# Williams Wheels



## smankow (Jul 24, 2011)

anyone familiar with Williams Wheels? a friend is thinking about getting a set for the bike that he is building up. any idea as to the quality or the wheels?


Steve


----------



## tharmor (Jan 3, 2009)

smankow said:


> anyone familiar with Williams Wheels? a friend is thinking about getting a set for the bike that he is building up. any idea as to the quality or the wheels?
> 
> 
> Steve



Look up Graeme Street who runs CycloCore (YouTube channel). He's been on board with Williams since the beginning and has done a variety of reviews on their wheels. I felt that his reviews were unbiased and fair.


----------



## M5Manny (Jun 13, 2012)

tharmor said:


> Look up Graeme Street who runs CycloCore (YouTube channel). He's been on board with Williams since the beginning and has done a variety of reviews on their wheels. I felt that his reviews were unbiased and fair.


+1 Graeme offers a very realistic review of Williams wheels all in one easy place to access; Youtube.


----------



## Warpdatframe (Dec 9, 2012)

Some of Graeme's reviews of them are good, and some are not. He is somewhat sponsored by Williams so the reviews are going to have a bit of bias. Personally I think they are pretty descent wheels. I've ridden the 38 clinchers and my own ec90 sl clinchers. The major differences were with the braking and stiffness. The Eastons have very predictable braking and unbelievable stiffness, but they also retail for 1000 dollars more. I also know people who thrash Williams through the cross season with no problems.


----------



## RoadrunnerLXXI (Jun 3, 2012)

You should have your friend look into Boyd's Wheels as well. Alot of riders on here have good reviews on their wheels. You can also find it on youtube. Do a search here by typing in Boyd Cycling or Boyd Wheels or you can check out their website.

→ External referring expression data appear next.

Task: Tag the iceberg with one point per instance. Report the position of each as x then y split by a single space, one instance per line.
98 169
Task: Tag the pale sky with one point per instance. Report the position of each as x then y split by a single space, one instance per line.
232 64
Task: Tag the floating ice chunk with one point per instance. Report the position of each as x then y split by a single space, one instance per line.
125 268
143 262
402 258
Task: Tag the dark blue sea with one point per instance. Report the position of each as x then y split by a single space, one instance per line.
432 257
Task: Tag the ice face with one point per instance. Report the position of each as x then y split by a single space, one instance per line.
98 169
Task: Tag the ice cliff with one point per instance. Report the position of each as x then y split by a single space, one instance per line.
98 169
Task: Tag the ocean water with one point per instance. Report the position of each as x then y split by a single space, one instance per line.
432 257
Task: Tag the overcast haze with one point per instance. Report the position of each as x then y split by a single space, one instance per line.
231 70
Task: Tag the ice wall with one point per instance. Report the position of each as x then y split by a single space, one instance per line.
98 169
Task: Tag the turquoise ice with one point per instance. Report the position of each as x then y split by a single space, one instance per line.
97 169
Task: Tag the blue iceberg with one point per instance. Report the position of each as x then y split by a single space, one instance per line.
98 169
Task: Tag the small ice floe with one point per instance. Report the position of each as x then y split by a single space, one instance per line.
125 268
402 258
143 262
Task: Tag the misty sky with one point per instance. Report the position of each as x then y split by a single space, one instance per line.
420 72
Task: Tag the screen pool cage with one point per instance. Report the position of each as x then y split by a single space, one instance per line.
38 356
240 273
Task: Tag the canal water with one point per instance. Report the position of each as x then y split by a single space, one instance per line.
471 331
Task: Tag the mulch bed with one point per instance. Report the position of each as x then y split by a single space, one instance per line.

Boyd Cycling - High Performance Wheels You Can Afford


----------



## dkilburn (Aug 1, 2009)

I was hoping find more reviews on them.
I was looking for a lower profile 38c mm maybe good.
They are price good.
Thanks,


----------



## daddyjakes (Aug 13, 2011)

Does anyone have any experience with the Williams wheel system 30? How wide are they? I can't find it on the site.


----------



## AJ88V (Nov 14, 2012)

daddyjakes said:


> Does anyone have any experience with the Williams wheel system 30? How wide are they? I can't find it on the site.


No experience with them, but I was considering them myself until I ran across this deal from Competitive Cyclist - HED Ardennes SL for $660 shipped:
HED Ardennes SL Wheelset - Clincher - Competitive Cyclist
Name brand wheel, 2 year MFG warranty, plus lifetime returns from CC. There's a thread over on Hot Deals section if you want more info. Mine are supposed to arrive on Saturday!


----------



## ziscwg (Apr 19, 2010)

daddyjakes said:


> Does anyone have any experience with the Williams wheel system 30? How wide are they? I can't find it on the site.


They are your std 19 mm wide outside and about 15 mm inside (widths).

I run 25mm tires on mine. They work fine

I will say that Williams has excelent customer service. I wanted a few extra spokes, just in case, Keith (the owner) put them in the mail that day at no charge. When I had question on regreasing the free hub, he was happy to help.

The wheels are a good value. Sure there are better wheels, but you pay more, like a lot more if you want to go zippin' down the road.


----------